Pembunuhan

34 3 4
                                    

Hari ini hari terakhir ujian nasional tingkat SMP, aku lega karna sudah bisa bebas beristirahat tanpa memikirkan pelajaran untuk sementara waktu.

Aku berjalan kaki pulang kerumah Papa yang kini menjadi rumah ku, aku jujur.. Aku mulai senang tinggal bersama orangtua angkat ku, aku mulai merada mereka amat penting dan mereka menyayangiku setulus hati, jadilah aku mulai menurut pada mereka.

Daddy sudah lama tidak mengunjungi ku, aku khawatir Daddy meninggal karna pekerjaan nya, tapi aku yakin Daddy pasti masih hidup, hanya saja ia mungkin tidak sempat lagi menemuiku, tak apa.

Saat kaki ku berdiri di depan pagar rumah Papa, aku mencium bau danur. Apa apaan ini?

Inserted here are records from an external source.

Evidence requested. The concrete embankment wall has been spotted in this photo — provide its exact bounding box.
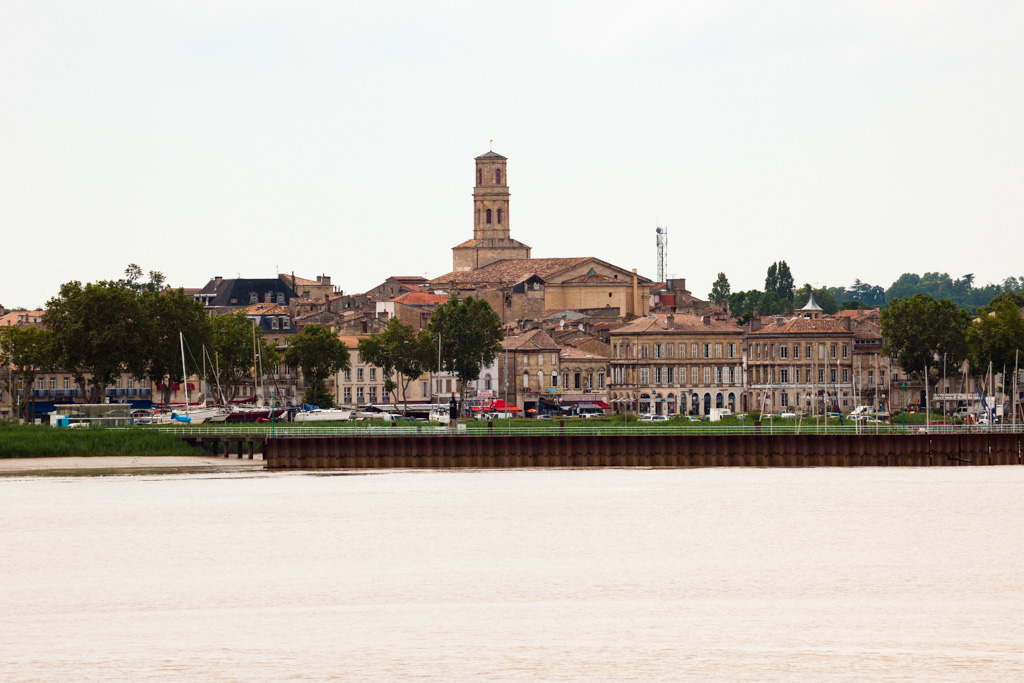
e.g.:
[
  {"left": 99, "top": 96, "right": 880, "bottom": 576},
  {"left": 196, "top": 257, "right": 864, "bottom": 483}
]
[{"left": 263, "top": 433, "right": 1022, "bottom": 469}]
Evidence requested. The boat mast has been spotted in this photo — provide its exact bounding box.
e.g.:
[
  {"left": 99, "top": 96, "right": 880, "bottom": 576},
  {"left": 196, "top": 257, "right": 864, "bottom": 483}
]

Perasaanku pun mulai tidak enak, aku langsung bergegas lari untuk masuk ke dalam rumah. Naas, kedua orangtua ku terbujur kaku, mereka berdua bersimbah darah dengan luka tusuk dimana mana.

Aku menatap mereka berdua dengan jantung yang berdetak cepat dan nafas yang agak sesak. Mama masih bernafas!

"Mama, bangunlah ma. Bangunlah!."

Mama membuka mata nya.

"Coraline, Jhi..Jhi.."

"Ada apa ma? Jhi apa?!."

"Coraline.. Mama sayang kamu, walau kamu bukan anak mama. Tolong balas Jhi..Jhi."

"Mama! Jangan begitu ma! Jhi siapa? Siapa yang melakukan ini ma? Bertahanlah."

Aku memegangi leher mama yang mengeluarkan darah, aku menahan darahnya.

"Bertahanlah, mama! Jangan tinggal kan Coraline! Jangan !."

Mama menghembuskan nafas terakhirnya, aku menangis sejadi jadinya dan berteriak keras. Tak lama setelag itu, polisi dan tim medis datang kerumah. Mereka membawa jasad orangtua ku.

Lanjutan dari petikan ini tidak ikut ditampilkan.